Summary

The web content provides an overview of descriptive statistics, explaining its purpose, types of data, levels of measurement, and common terms such as mean, mode, median, variance, standard deviation, skewness, covariance, and correlation.

Abstract

Descriptive statistics is a field of statistics that summarizes data features, providing insights without inferring conclusions about the population. The content distinguishes between numerical and categorical data, with numerical data further classified as continuous or discrete. Using the Titanic dataset as an example, the article illustrates different types of data and how they can be described using descriptive statistics. It also outlines the four levels of measurement: nominal, ordinal, interval, and ratio, which dictate how data should be interpreted and analyzed. Common statistical terms are defined and visualized, including measures of central tendency (mean, mode, median) and measures of variability (variance, standard deviation). The article further discusses skewness, which describes the distribution shape, and the concepts of covariance and correlation, which measure the relationship between two variables.

Opinions

Descriptive statistics is portrayed as foundational for understanding data before making inferences.
The Titanic dataset is presented as a practical example for illustrating statistical concepts.
The article emphasizes the importance of distinguishing between population and sample data when calculating variance and standard deviation.
Skewness is highlighted as a crucial factor in understanding data distribution, affecting the mean, median, and mode differently.
Covariance and correlation are introduced as tools to assess the relationship between variables, with correlation being preferred for its standardized scale.
The article suggests that while correlation can indicate a relationship between variables, it does not imply causation.

Descriptive Statistics

Basic statistics concepts that helps to understand the data better.

What is descriptive statistics?

It is a summary of statistics that describes basic features of the data. It provides simple summaries about the sample and it’s measures.
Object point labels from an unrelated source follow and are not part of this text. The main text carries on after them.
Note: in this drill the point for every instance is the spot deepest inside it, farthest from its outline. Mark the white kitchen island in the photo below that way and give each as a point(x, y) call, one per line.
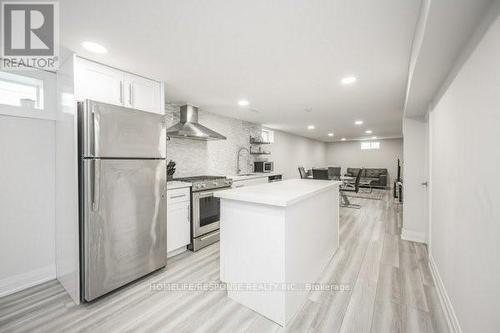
point(275, 240)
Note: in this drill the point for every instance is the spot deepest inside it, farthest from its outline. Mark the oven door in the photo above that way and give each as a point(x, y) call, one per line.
point(206, 212)
point(268, 166)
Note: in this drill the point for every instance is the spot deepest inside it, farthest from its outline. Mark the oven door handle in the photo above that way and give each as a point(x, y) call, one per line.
point(209, 193)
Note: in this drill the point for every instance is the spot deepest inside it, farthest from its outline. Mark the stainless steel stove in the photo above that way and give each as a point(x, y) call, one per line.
point(203, 183)
point(205, 209)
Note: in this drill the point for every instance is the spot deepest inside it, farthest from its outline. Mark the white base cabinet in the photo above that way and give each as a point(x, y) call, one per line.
point(178, 220)
point(250, 182)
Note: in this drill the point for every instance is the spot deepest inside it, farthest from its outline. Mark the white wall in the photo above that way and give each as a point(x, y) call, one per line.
point(291, 151)
point(219, 157)
point(349, 155)
point(27, 186)
point(465, 158)
point(415, 209)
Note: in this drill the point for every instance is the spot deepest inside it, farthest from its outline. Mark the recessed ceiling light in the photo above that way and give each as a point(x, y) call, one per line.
point(348, 80)
point(94, 47)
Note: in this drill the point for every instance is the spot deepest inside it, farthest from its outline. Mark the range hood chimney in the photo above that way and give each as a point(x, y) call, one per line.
point(189, 128)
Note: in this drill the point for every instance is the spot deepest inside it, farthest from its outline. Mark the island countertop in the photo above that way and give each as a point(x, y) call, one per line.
point(283, 193)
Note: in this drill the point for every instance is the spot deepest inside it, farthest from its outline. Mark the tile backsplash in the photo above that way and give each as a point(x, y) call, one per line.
point(194, 158)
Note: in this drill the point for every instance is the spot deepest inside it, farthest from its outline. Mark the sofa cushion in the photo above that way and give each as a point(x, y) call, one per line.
point(375, 173)
point(353, 172)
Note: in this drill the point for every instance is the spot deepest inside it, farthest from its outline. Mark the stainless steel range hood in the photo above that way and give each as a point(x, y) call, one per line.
point(189, 128)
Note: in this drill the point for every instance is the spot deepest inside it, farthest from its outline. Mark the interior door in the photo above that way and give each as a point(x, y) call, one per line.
point(114, 131)
point(124, 224)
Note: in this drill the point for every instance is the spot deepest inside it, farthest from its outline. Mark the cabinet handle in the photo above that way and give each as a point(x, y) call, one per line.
point(177, 196)
point(121, 92)
point(130, 94)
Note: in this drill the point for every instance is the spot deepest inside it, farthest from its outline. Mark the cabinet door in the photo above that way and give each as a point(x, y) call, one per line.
point(144, 94)
point(98, 82)
point(178, 225)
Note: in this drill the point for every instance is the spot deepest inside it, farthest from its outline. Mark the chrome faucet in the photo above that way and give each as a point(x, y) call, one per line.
point(238, 169)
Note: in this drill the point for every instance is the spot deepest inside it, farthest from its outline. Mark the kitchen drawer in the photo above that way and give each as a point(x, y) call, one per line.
point(178, 195)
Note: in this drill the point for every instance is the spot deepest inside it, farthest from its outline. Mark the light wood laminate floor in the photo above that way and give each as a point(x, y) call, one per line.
point(390, 290)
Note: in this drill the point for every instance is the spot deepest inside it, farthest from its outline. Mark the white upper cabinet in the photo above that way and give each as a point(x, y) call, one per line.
point(109, 85)
point(143, 94)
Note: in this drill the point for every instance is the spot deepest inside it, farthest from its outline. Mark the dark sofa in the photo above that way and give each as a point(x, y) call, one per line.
point(379, 176)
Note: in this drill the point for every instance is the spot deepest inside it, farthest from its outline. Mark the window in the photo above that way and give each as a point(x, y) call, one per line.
point(267, 135)
point(19, 90)
point(370, 145)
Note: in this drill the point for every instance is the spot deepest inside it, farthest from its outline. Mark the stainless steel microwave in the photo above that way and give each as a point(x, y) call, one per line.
point(261, 166)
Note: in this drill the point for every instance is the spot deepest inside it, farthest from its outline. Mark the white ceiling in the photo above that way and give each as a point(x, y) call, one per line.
point(284, 56)
point(440, 46)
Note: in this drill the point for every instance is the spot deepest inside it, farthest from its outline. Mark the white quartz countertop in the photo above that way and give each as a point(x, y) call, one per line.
point(172, 185)
point(237, 178)
point(284, 193)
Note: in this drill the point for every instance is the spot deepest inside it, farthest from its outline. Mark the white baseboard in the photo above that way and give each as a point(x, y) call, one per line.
point(22, 281)
point(413, 236)
point(449, 312)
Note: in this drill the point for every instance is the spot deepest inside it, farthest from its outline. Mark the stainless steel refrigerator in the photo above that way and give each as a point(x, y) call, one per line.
point(123, 216)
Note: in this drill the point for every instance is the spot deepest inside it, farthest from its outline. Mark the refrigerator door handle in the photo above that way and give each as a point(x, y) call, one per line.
point(95, 183)
point(95, 133)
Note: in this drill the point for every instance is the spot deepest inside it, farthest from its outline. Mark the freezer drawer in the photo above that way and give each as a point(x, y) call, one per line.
point(113, 131)
point(124, 222)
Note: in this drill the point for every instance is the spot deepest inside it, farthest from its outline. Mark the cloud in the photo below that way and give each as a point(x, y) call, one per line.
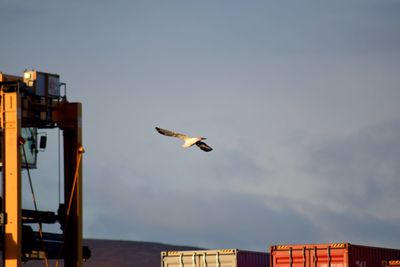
point(358, 183)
Descriptive statistics displays details about the data but does not make any inferences. To make inferences we use inferential statistics

So let’s start with the very basics

Different types of data

Data can be divided into

Numerical
Categorical.

Numerical as the name suggests is related to numbers. It can be continuous like GPA score of a student with score of 4.6 or the cost of an item with a value $23.4 or a stock price of stock listed at $98.99

Numeric data can discrete like age of a person like 28 years old or number of ice creams you ate this week, which could be 3 ice creams.
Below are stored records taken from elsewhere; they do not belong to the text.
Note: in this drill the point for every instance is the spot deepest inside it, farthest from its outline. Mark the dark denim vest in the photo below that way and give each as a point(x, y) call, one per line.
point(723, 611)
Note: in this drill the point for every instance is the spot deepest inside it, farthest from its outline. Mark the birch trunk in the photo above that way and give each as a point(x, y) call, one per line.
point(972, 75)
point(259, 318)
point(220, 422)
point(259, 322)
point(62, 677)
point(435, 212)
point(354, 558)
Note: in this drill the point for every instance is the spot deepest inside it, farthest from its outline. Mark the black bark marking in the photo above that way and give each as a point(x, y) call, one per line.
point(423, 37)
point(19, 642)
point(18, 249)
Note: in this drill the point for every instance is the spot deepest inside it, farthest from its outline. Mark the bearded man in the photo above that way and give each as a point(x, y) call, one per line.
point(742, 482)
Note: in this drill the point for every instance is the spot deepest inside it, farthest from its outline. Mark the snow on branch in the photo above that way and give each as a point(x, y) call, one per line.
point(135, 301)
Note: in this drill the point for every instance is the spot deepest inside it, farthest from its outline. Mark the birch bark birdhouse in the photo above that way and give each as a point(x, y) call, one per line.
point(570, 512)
Categorical data represents categories or groups like designations in a company — Analyst, Manager, Director, VP etc. or seating in a plane — Economy or Business class.

let’s take our sample dataset from Titanic and try to understand the descriptive statistics.

Titanic dataset and data dictionary is available here -https://www.kaggle.com/c/titanic

Sample output from the Titanic dataset

Display first three rows from the Titanic dataset

Categorical features in the above data set are

Survived column with values 0 and 1 where a value of 0 signifies the person did not survive and a value of 1 signifies the person survived
Pclass with values 1, 2 and 3
Sex, which is gender with values male and female
Embarked with values S, Q and C

Discrete features are

Age,
SibSp and
Parch

Continuous feature is

Fare

Levels of measurements

Describes the nature of the information within the values of the variable. A variable can be described having one of the four levels of measurements

Nominal,
Ordinal,
Interval or
Ratio

Broadly we can have describe the information as

Qualitative, which is values that are non numeric and can be placed into categories.

Further Qualitative variable can be Nominal or Ordinal.

Nominal, where categories can be placed in any order. No ranking or order exists. like the column sex containing values male and female are nominal as there is no rank or order to gender.

Ordinal where categories can be ordered like column Pclass where we have first class, second class and third class in that order

Quantitative, which are numeric values consisting of counts or measurements.

Quantitative variable can be divided into Interval and Ratio.

Interval — classifies and orders the measurement from low to high and also ensures distance between each interval on the scale is equivalent. An example would be temperature where distance between 75 and 76 degrees is same as distance between 90 and 91 degrees.

Ratio — In this level of measurement, in additional to having equal interval it can have a zero value.

let’s explore some common terms used in descriptive statistics

Mean — Mean is the average of all the observations in the dataset. Outliers greatly impact the mean. Most common and widely used spread of central tendency

Formula for mean where N is number of observation in the dataset and x1, x2.. xn are observations

Please refer to my POST for understanding data

data_set.describe(include='all')

describes the descriptive statistics for all the features in the data set

Mode : value that occurs most often in the dataset.

for example if we have a dataset with values 1,3,4,6,4,3,1,2,3 then the value that occurs most often is 3 and that is Mode of the dataset

Median : Middle point of the ordered dataset. In an ordered dataset median is (n+1)/2 where n is the number of observations in the dataset.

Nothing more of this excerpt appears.